Teve lugar em Leipzig, Alemanha, no passado dia 18 de Maio, uma reunião da Assembleia Geral da CECIMO, a associação europeia que representa a indústria de fabricantes de máquinas-ferramenta e da qual a AIMMAP faz parte.
Na sequência da referida reunião, a CECIMO divulgou as principais conclusões registadas, as quais auguram boas notícias para este tão importante sector da indústria europeia.
O primeiro ponto positivo a registar é o de que as encomendas de máquinas-ferramenta tiveram uma subida nos últimos 4 meses de 2009 nos países da CECIMO, depois de uma descida de mais de 50% nos primeiros 4 meses do mesmo ano (em comparação com o mesmo período no ano anterior), como consequência da crise financeira. O Presidente da CECIMO explicou em todo o caso a este respeito que “tendo em conta os atrasos das encomendas, ainda irão tardar algumas semanas mais antes que este crescimento seja efectivamente notado nas vendas”.
O crescimento da indústria europeia das máquinas-ferramenta é motivado por um aumento do consumo nos mercados emergentes, com especial ênfase na China.
Aliás, deve acrescentar-se que, apesar da crise severa verificada no sector em 2009, a fatia do mercado global de máquinas-ferramenta exportadas dos países da CECIMO cresceu de 55% para 61%. Tal circunstância é demonstrativa da competitividade do sector europeu nos mercados globais. A CECIMO tem confiança em que esta tendência se mantenha em 2010.
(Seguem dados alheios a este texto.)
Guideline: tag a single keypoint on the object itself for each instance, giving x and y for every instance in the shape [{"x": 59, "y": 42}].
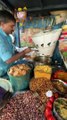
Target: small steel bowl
[
  {"x": 43, "y": 59},
  {"x": 60, "y": 86}
]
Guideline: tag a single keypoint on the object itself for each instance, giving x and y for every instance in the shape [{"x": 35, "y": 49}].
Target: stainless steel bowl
[
  {"x": 60, "y": 86},
  {"x": 43, "y": 59}
]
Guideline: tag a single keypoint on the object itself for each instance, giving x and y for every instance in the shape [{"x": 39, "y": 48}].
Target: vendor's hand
[{"x": 27, "y": 50}]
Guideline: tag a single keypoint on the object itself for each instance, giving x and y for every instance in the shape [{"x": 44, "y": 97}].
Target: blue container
[{"x": 20, "y": 83}]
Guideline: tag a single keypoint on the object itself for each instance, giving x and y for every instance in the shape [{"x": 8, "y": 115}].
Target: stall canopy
[{"x": 37, "y": 5}]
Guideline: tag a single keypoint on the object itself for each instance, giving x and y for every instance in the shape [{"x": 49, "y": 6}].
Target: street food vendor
[{"x": 7, "y": 50}]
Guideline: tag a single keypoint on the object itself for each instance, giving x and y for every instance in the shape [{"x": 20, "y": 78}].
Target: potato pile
[{"x": 19, "y": 70}]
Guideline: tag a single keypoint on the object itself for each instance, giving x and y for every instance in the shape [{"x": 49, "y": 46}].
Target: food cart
[{"x": 37, "y": 89}]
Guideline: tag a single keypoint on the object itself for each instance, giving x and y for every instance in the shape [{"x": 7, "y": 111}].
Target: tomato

No que concerne especificamente ao consumo europeu, a CECIMO está todavia consciente de que ainda vai demorar mais algum tempo para que o mesmo recupere. Na verdade, o investimento em bens de equipamento nas indústrias tradicionais de consumo final continua lento, a capacidade de utilização está abaixo da média e o crédito continua difícil de obter, especialmente nas empresas mais pequenas. A instabilidade financeira actual, associada aos débitos soberanos de alguns países europeus, podem também impedir o cash flow indispensável para que a indústria europeia possa investir em equipamentos de produção modernos e eficientes do ponto de vista energético.
Por outro lado, sublinha a CECIMO que a mudança geográfica do consumo de máquinas-ferramenta em direcção aos mercados emergentes da Ásia e América Latina, faz com que seja necessário que a indústria europeia de máquinas-ferramenta obtenha acesso livre e não discriminatório a esses mesmos mercados.
“A crise económica levou a que, infelizmente, alguns reflexos nacionais ressurgissem, demonstrados pelas iniciativas de pequena escala, que são mais vezes um obstáculo do que uma ajuda à economia”, afirmou o Presidente do Comité Económico da CECIMO. Estes obstáculos (como a regulamentação às importações de máquinas na Coreia do Sul, recentemente introduzida) têm, muitas vezes, a forma de certificação local com custos acrescidos, ou de atrasos na obtenção de licenças de importação ou exportação.
Espera-se que os acordos de livre comércio, como o acordo EU/Coreia do Sul, eliminem essas barreiras não tarifadas. A CECIMO é, desta forma, uma forte defensora deste acordo. E embora entenda a posição de alguns sectores, em relação a algumas questões relacionadas com a introdução de cláusulas de salvaguarda nesse âmbito, a CECIMO pede que o Conselho Europeu aceite uma implementação provisória da FTA, antes de o Parlamento Europeu dar o seu consentimento final.
Por outro lado ainda, a CECIMO tem grandes expectativas em relação às duas recentes iniciativas lançadas pela Comissão Europeia: a Estratégia Europeia para as Tecnologias Chave e a Estratégia EU 2020, que deve incluir a política industrial da EU. A CECIMO está directamente envolvida na iniciativa das tecnologias chave, através do seu Vice-Presidente Javier Eguren, o qual integra o grupo de mais alto nível, como representante do subsector de Sistemas Avançados de Produção.
A CECIMO está confiante em que a União Europeia estabeleça o quadro regulatório necessário para que este sector de máquinas-ferramenta na Europa seja reconhecido como inteligente, verde, inovador e globalmente competitivo no futuro.